“Oh, my darling, it’s true, beautiful things have dents and scratches too” I read this over and over until I could appreciate what this meant for me.
I often talk about Cystic Fibrosis being an invisible disability.
On the outside, I do not look sick, but little do many know the battlefield that goes on inside my lungs. Like many with Cystic Fibrosis, it affects us all differently.
Yet we all have the common factor that we have Cystic Fibrosis, a life-threatening lung disease. Our daily treatment regimens can differ, infections affect us differently and for majority of us, it is hard for people to understand the severity of CF because we don’t look sick.
For me, CF is far from an invisible disability. Growing up as a child I endured multiple surgeries. My body was “bruised and battered” so to speak. From multiple surgical incisions across for various reasons, I remember growing up, there was a period of time I often had large medical tape (gauze) stuck to my stomach whilst my body healed.
For years I had a gastrostomy button in my belly, as I struggled to gain weight, the gastrostomy button was inserted to allow me to be tube fed throughout the night.
I would have litres of high calorie milk in order to help me gain weight, a trip down memory lane I choose not to go down often.
My body reminds me daily of this time was for me as I am left with multiple scars from the procedures I underwent.
At times, I remember feeling like a pin cushion as I was prodded and poked.
I struggle to put into words how this made me feel, especially as I got older.
For girls especially, unfortunately our body image is something too many of us often struggle with yet wouldn’t admit it. I for one am guilty of this. We often find ourselves comparing how we look to other girls, wishing we had something different.
No matter how many times you may be told you are beautiful, you won’t believe this until you find you are comfortable with the skin you are in.
But how do you get comfortable? How does that even work?
I wanted to be a role model to young girls, especially those with CF. I want them to have someone to look up to who was “just like them” And being a Mum to a young girl, she needs to know how beautiful she is and that comes from within.
The outside will radiate as her inner glow shines.
In the past year, I have been fortunate to come across many beautiful CF girls who like me, have battle scars.
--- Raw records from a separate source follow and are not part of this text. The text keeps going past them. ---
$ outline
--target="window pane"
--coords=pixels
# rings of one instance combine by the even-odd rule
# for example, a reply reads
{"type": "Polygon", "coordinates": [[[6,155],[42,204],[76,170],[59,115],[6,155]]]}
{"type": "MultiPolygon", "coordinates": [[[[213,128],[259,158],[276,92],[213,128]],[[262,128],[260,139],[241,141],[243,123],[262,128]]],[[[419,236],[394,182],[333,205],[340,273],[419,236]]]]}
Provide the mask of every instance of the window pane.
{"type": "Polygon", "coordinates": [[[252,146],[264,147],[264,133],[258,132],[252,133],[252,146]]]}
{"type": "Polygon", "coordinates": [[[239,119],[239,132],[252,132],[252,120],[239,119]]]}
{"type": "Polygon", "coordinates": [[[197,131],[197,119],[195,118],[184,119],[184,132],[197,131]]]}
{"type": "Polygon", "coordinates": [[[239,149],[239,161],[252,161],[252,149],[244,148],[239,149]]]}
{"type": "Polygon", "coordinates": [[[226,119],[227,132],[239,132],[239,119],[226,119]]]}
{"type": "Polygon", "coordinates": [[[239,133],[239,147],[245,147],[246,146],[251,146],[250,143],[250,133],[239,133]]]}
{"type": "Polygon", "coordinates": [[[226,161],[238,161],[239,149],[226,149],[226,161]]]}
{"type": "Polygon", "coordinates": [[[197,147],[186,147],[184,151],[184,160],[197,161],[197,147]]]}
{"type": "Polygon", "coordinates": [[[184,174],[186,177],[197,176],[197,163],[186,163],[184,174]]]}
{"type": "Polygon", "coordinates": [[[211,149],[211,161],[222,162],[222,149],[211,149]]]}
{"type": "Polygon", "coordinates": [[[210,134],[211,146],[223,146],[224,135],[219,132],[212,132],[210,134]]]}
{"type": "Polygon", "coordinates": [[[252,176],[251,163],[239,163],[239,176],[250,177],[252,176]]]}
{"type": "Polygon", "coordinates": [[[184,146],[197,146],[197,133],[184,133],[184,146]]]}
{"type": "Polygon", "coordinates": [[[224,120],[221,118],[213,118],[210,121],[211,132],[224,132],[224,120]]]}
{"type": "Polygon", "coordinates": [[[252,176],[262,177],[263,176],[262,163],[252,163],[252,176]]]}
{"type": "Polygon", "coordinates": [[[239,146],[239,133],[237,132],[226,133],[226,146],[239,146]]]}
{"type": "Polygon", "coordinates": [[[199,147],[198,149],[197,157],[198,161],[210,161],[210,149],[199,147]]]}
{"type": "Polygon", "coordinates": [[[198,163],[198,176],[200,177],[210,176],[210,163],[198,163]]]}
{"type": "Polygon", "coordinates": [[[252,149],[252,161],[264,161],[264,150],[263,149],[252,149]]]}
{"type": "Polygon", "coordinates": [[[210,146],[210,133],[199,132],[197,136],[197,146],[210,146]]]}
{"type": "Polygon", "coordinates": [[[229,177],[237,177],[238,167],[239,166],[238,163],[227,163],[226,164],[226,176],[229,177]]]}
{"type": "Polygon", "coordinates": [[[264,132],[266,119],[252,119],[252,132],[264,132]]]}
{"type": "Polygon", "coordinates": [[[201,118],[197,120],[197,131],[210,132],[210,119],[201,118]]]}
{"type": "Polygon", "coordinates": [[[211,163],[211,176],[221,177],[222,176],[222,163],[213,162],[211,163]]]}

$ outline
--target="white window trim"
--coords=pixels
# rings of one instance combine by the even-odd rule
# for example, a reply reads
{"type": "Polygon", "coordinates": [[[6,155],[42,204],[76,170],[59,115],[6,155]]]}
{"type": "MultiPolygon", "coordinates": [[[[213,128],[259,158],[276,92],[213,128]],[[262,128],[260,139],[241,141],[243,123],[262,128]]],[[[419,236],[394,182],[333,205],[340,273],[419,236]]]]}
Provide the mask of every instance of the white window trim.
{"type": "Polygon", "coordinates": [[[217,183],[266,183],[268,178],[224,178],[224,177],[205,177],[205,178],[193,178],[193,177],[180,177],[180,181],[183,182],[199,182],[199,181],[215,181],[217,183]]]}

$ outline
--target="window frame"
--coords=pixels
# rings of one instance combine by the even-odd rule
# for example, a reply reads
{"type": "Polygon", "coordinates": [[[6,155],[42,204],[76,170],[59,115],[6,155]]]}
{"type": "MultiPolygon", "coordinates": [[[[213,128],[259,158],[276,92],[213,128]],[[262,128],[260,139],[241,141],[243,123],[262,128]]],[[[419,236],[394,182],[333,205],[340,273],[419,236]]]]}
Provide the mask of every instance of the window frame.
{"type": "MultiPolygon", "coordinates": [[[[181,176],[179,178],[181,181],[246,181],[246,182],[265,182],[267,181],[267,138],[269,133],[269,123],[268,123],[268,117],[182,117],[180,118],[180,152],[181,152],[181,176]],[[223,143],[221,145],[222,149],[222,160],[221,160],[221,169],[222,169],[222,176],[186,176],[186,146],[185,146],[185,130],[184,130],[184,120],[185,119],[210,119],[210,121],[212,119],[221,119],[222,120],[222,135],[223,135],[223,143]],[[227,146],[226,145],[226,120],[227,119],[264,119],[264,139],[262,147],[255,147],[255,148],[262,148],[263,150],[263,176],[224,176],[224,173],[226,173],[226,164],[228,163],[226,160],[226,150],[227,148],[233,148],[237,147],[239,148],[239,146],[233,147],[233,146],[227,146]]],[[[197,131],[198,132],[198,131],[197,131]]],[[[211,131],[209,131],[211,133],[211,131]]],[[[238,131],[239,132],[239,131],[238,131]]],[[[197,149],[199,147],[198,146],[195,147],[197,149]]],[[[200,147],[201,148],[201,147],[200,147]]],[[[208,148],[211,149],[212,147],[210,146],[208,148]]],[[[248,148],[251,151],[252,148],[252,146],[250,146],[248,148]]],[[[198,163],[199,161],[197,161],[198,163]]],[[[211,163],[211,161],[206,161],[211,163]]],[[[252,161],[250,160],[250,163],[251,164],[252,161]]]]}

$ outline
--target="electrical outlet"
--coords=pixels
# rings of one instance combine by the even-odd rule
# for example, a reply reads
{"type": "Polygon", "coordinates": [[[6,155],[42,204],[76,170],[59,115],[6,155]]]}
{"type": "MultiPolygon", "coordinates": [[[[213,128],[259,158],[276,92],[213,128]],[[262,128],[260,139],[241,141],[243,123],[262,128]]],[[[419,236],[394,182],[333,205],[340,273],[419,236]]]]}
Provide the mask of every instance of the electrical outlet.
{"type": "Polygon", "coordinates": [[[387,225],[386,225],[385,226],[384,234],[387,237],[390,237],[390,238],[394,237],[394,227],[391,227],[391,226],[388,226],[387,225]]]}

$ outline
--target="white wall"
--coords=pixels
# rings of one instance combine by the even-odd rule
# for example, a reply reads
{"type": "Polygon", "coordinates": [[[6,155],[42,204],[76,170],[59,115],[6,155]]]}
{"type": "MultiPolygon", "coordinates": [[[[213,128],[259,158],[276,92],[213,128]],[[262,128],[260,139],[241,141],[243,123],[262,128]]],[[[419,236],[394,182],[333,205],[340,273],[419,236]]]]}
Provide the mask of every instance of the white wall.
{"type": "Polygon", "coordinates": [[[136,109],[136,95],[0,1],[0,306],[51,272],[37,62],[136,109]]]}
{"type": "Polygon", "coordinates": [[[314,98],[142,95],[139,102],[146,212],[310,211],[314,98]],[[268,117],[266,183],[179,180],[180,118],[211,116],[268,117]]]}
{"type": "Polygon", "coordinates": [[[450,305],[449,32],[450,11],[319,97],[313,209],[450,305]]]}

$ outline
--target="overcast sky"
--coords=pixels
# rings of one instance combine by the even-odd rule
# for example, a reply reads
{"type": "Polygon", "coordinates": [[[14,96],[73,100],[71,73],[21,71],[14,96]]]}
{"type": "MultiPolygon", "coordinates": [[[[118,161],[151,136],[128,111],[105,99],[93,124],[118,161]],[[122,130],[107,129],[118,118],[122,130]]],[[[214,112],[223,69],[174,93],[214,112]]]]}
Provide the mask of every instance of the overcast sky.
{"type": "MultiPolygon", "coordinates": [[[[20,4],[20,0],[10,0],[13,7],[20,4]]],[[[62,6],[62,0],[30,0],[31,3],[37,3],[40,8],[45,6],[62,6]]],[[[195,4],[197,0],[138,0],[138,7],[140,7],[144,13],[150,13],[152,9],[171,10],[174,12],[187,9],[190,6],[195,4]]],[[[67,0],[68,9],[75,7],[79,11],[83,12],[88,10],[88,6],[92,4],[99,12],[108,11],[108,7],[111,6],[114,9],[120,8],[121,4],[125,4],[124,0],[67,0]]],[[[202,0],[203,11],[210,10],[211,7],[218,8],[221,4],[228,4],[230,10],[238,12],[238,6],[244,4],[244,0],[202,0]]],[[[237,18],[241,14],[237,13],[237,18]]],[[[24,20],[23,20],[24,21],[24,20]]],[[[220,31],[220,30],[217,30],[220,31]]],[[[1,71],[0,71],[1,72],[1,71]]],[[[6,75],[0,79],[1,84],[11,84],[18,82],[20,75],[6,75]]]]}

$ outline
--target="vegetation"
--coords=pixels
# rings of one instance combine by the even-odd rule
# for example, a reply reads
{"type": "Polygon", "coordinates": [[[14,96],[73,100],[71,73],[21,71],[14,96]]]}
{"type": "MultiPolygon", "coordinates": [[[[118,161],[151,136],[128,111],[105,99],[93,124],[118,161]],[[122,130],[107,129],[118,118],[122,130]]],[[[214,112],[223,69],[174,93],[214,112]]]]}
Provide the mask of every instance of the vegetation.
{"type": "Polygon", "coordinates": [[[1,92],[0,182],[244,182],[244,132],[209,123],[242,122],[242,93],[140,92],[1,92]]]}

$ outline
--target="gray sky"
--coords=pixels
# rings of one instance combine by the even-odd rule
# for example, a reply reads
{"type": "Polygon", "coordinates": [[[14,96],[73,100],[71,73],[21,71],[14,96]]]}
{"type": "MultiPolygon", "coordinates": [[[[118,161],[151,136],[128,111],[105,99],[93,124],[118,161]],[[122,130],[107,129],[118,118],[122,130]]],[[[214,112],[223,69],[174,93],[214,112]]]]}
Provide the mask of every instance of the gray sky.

Through speaking to them and seeing photographs, I see so much more than the scars. And I want nothing more than for them to not even blink an eye when it comes to their scars. I would like to encourage girls to be comfortable with how they look. I recently stopped and took a long hard look at myself in the mirror.
I made the decision; it is time to step outside my comfort zone and be brave.
My scars, I can’t change them. They will forever be a part of me.
I’ll admit, this is only new for me, but finally, I am starting to accept them.
It has only taken over a decade. With scars come memories of trauma. (Memories of a time I wish never happened) That is what the scar represents.
But the scar doesn’t make me ugly as a person does it?
I reluctantly post this photo, because for me this makes me feel vulnerable.
But I also feel empowered to say CF I won this round. I see more than just the scar’s now, and I hope that you do too.
For it is our imperfections that make us unique. For every scar, there is a story.
It’s time to beunapologetically you and see yourself for the beautiful person that you are!
After all, you should know you're beautiful just the way you are!!!